# Skaliert eine GPU besser als eine CPU?



## jetztaber (7. März 2008)

Derzeit im Trend ist die Aussage, dass die aufwendigeren Grafikprozessoren besser als die 'tumben' CPUs funktionieren und mehr können und daher in naher Zukunft möglicherweise die CPU ablösen werden. Zusätzlich werden sie dabei auch die Physikberechnung auf neue (nämlich ihre eigenen) Beine stellen.

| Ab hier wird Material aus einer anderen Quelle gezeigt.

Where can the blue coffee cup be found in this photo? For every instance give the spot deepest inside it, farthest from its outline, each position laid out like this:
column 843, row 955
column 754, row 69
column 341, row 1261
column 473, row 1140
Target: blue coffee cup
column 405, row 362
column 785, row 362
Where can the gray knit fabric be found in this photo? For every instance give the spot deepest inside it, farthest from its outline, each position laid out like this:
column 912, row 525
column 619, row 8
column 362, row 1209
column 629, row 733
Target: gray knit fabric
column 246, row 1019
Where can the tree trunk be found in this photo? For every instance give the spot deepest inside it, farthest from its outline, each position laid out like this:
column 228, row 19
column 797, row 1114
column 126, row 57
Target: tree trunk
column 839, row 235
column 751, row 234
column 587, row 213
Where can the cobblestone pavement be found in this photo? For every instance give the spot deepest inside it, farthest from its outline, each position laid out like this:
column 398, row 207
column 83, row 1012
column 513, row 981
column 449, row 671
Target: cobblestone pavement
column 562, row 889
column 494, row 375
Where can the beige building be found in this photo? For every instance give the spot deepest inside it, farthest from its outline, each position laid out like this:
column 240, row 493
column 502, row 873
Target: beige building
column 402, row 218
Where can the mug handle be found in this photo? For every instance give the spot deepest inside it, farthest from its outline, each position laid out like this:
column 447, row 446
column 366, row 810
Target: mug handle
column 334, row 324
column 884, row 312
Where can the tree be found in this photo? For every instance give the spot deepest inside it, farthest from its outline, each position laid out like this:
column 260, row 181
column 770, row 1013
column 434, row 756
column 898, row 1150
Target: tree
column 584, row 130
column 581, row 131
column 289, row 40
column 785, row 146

Wird die GPU zukünftig die Aufgaben einer CPU mit übernehmen, oder ist es besser beide getrennt zu halten? Was meint ihr zu diesem Thema. Ich spreche auch von einem monolithischen Block, und nicht von aufgelöteten Grafikchips, die via Bus mit der CPU verbunden sind. Das haben wir ja schon mehr oder minder gut


----------



## Mantiso90 (7. März 2008)

Ich denke nicht das in kurzer Zeit die GPU alle aufgaben der CPU übernehmen kann.Bei der GPU werden viel mehr DAten hin und her geschaufelt als bei der CPU, das zu einer großen Belastung führt und ein Gewisses Maß an hoher Badbreite vorraussetzt was z.Z nicht wirklich gegeben ist m.M nach.


----------



## Stefan Payne (7. März 2008)

Ja, skaliert besser denn der Code ist besser parallelisierbar, ein Problem an dem alle GP-CPUs leiden.

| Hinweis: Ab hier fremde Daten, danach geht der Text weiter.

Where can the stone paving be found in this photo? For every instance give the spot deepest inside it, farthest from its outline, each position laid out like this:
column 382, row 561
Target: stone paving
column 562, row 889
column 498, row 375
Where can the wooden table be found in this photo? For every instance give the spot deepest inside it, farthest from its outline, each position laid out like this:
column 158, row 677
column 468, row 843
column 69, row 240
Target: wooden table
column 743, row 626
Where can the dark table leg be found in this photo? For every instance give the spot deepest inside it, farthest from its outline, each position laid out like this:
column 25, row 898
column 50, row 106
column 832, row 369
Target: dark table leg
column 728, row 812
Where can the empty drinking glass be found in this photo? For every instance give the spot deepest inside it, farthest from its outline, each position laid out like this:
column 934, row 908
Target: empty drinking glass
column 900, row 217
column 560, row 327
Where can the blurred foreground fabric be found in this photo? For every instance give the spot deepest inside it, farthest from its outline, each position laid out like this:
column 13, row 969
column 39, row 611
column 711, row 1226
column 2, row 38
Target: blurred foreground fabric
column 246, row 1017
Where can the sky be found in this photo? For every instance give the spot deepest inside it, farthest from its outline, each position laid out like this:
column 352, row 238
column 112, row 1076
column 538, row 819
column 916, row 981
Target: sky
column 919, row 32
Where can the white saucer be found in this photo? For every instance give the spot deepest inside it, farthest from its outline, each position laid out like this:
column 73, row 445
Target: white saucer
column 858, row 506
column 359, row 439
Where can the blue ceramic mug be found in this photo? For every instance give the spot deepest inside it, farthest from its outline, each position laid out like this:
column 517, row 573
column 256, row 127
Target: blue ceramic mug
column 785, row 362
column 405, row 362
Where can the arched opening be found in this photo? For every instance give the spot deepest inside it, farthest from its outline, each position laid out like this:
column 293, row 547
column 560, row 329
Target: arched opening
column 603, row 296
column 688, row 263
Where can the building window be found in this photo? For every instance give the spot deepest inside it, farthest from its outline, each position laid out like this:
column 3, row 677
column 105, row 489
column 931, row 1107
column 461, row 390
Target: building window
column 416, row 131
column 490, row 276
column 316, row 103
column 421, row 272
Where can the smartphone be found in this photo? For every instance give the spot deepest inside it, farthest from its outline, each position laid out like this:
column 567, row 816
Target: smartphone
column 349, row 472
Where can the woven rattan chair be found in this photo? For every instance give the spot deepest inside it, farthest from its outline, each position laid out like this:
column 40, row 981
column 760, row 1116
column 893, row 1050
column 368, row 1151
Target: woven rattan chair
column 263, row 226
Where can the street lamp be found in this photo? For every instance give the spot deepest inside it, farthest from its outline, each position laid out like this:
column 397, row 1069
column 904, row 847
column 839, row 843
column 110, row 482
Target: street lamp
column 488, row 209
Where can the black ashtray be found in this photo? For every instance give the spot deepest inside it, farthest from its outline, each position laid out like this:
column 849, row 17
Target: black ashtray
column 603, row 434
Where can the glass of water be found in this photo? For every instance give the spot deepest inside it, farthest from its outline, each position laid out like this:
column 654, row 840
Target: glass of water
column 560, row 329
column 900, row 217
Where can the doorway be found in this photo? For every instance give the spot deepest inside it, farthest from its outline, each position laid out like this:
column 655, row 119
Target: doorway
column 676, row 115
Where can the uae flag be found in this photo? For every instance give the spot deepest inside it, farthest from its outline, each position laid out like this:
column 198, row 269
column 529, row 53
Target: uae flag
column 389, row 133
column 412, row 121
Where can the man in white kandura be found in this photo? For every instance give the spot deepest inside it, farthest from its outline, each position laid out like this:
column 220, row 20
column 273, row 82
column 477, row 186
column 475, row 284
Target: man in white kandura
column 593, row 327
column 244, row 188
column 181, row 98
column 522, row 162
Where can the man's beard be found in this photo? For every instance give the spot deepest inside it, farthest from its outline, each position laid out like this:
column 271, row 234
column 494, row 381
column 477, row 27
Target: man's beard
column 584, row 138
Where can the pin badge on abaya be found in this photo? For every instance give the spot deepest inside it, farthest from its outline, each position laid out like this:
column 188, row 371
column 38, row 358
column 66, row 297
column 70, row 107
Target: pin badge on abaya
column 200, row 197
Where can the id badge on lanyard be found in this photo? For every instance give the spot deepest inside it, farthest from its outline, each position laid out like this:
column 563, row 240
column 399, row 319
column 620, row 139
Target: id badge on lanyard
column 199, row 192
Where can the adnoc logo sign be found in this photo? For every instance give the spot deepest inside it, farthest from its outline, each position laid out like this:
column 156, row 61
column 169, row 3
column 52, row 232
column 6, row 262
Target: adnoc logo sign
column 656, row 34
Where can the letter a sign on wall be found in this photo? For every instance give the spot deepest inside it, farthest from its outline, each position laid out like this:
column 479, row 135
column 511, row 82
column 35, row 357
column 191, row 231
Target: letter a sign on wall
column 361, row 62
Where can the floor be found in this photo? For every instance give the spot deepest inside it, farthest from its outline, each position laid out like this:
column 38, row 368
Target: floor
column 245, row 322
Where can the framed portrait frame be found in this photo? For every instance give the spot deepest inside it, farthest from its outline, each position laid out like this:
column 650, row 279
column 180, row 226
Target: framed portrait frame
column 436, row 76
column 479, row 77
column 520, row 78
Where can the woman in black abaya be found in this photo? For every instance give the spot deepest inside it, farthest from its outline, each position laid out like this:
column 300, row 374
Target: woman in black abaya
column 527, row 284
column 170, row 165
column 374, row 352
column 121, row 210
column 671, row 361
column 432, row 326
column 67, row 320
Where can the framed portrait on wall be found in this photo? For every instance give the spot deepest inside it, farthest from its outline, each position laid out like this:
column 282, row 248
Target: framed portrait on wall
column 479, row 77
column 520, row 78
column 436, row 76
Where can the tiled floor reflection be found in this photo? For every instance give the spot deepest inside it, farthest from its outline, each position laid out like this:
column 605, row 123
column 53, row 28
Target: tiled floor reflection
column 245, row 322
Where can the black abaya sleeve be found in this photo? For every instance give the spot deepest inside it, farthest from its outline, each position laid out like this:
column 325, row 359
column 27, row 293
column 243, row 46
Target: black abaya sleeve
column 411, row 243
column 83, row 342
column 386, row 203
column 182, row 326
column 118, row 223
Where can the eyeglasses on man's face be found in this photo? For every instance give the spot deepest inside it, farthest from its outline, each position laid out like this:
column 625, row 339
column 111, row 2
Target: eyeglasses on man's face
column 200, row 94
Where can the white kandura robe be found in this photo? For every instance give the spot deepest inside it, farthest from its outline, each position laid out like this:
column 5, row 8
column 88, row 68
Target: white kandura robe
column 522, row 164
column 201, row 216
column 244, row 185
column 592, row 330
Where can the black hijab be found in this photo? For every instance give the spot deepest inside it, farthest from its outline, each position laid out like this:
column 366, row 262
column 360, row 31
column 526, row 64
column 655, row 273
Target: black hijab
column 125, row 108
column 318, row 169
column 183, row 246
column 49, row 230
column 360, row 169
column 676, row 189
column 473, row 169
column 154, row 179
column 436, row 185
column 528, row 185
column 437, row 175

Logischerweise wird beides getrennt bleiben, allein schon wenn man sich die beiden Einheiten mal anschaut.
Stichwort Sprünge und Schleifen, Out of Order Execution...


----------



## der_schnitter (7. März 2008)

Offtopic:
Mantiso,Glückwunsch zum 1000. Beitrag!
Ontopic:
Ich schließe mich voll und ganz Stefan Payne an...


----------



## Captain Future (14. März 2008)

Die Frage müsste lauten: _Wobei_ skaliert eine GPU besser als eine CPU?

Meiner Meinung nach stehen CPUs (wenn man sie denn noch so nennen will) noch vor dem riesigen Sprung, den die GPUs bereits hinter sich haben. Zwar wird einer CPU auch in Zukunft noch den x86-Klotz am Bein hinter sich herziehen (eine GPU muss einfach kein OS stemmen), aber die integrierten Vektoreinheiten werden in den nächsten Jahren deutlich gegenüber der GPU in Sachen Rechenleistung aufholen. Das gilt ganz besonders dann, wenn heterogene Prozessoren es in den Massenmarkt schaffen.


----------



## d00mfreak (14. März 2008)

Captain Future schrieb:


> Die Frage müsste lauten: _Wobei_ skaliert eine GPU besser als eine CPU?
> 
> Meiner Meinung nach stehen CPUs (wenn man sie denn noch so nennen will) noch vor dem riesigen Sprung, den die GPUs bereits hinter sich haben. Zwar wird einer CPU auch in Zukunft noch den x86-Klotz am Bein hinter sich herziehen (eine GPU muss einfach kein OS stemmen), aber die integrierten Vektoreinheiten werden in den nächsten Jahren deutlich gegenüber der GPU in Sachen Rechenleistung aufholen. Das gilt ganz besonders dann, wenn heterogene Prozessoren es in den Massenmarkt schaffen.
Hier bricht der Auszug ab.